フレッシュな魅力を放つランジェリー新興国のブランド
広い会場内の一角には、オンラインブティック「ザ・シェイプ・オブ・ザ・シーズン(THE SHAPE OF THE SEASON)」の創設者であるマチュー・ピネ(Matthiew Pinet)氏がオーガナイズし、有望で洗練された40ブランドを集めたエリアの“エクスポーズド”があった。今回はそのエリアの多様性が印象に残った。「アロマティック カスカ」「カナ・マツナミ」「ランジェリーク」もこのエリアへの出展で、ポーランド、リトアニア、スロベニア、ロシア、そして中国からも2ブランドが出展していた。フランスやイタリアのブランドがヨーロピアンランジェリーの主流だったのは、すでに過去の話のようだ。総じてそれらのクリエイションはフレッシュで、今の気分を軽やかに表現している。

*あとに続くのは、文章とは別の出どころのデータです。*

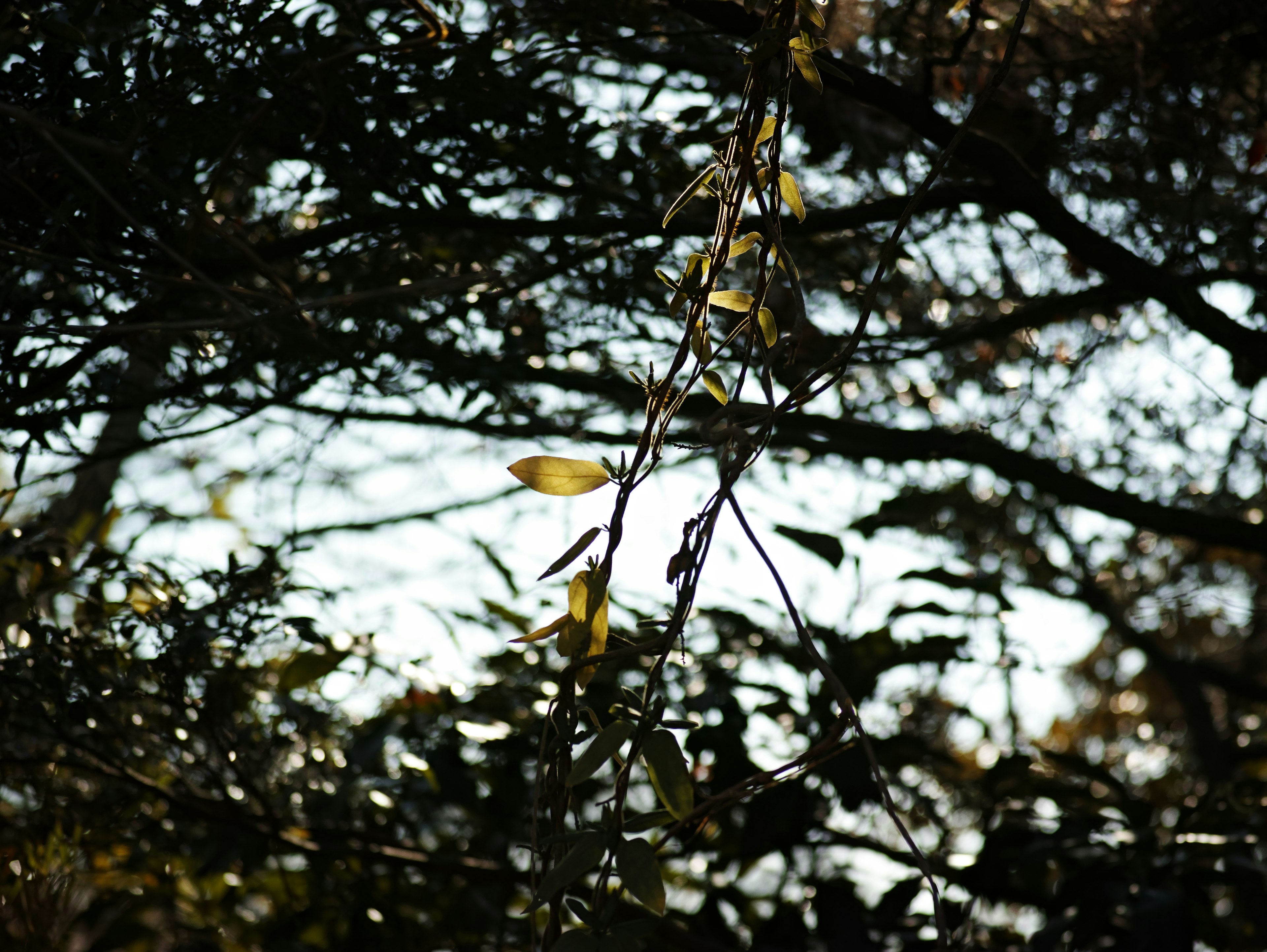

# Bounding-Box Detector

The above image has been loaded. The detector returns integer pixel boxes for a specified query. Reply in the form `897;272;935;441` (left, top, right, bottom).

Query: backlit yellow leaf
704;370;730;403
507;456;608;496
779;172;804;222
756;308;779;347
708;290;754;311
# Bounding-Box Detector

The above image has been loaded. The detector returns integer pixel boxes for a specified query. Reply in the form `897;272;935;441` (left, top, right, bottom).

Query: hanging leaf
550;929;598;952
511;612;571;644
660;162;717;228
726;232;762;261
564;720;634;787
792;52;822;92
527;830;607;913
756;115;779;146
704;370;730;404
779;172;804;222
774;526;845;568
756;308;779;347
642;730;696;820
616;839;664;915
277;650;347;692
507;456;608;496
623;810;673;833
796;0;828;29
708;290;754;311
537;526;603;582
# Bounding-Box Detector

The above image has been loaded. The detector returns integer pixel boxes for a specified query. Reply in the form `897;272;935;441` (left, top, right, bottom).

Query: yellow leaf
511;613;571;644
704;370;730;403
507;456;608;496
708;290;754;311
756;308;779;347
726;232;762;259
779;172;804;222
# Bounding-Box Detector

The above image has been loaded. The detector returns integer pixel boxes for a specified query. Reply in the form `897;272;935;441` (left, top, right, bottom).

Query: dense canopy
0;0;1267;952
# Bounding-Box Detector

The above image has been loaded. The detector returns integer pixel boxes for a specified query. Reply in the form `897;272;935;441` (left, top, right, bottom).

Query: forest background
0;0;1267;952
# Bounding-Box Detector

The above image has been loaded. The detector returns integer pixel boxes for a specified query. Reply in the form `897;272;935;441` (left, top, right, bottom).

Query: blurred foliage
0;0;1267;952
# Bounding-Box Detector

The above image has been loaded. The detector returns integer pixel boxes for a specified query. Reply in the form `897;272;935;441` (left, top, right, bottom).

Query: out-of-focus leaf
616;838;664;915
277;650;348;691
528;832;607;913
642;730;696;820
796;0;828;29
511;612;571;644
703;370;730;404
660;162;717;228
537;526;603;582
779;172;804;222
566;720;634;787
774;526;845;568
756;308;779;347
708;290;754;311
623;810;673;833
550;929;598;952
792;52;822;92
507;456;609;496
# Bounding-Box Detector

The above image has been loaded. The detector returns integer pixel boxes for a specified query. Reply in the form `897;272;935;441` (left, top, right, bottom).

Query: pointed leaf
726;232;762;260
616;839;664;915
779;172;804;222
507;456;608;496
623;810;673;833
774;526;845;568
792;53;822;92
527;832;607;913
703;370;730;404
642;730;696;820
708;290;754;311
537;526;603;582
511;613;571;644
660;162;717;228
756;308;779;347
564;720;634;787
277;650;347;691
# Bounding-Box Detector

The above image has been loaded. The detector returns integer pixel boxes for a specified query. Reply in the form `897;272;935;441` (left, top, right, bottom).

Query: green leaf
616;839;664;915
774;526;845;568
537;526;603;582
708;290;755;311
625;810;673;833
642;730;696;820
660;162;717;228
507;456;609;496
550;929;598;952
527;832;607;913
703;370;730;404
756;308;779;347
564;720;634;787
277;650;348;691
796;0;828;29
779;172;804;222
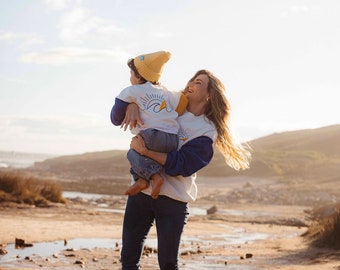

イギリスブランドでも、アジアをルーツに持つデザイナーが率いるなど、もはや、どの国のブランドかを確認するのは無意味とさえ思えてくる。
3日間、会場をくまなく歩いて感じたのは、そのモノに確固たるメッセージがあるブランドしか記憶に残らないということ。だからといって必要なのは奇抜なデザインなどではない。最新テクノロジーから生まれる下着ならではの機能や素材、肌に触れて初めて感じる心地よさ、そして小手先ではない信念のあるデザイン。モノが溢れる今、そうした要素に魅力を感じるのは消費者も同じなのではないだろうか。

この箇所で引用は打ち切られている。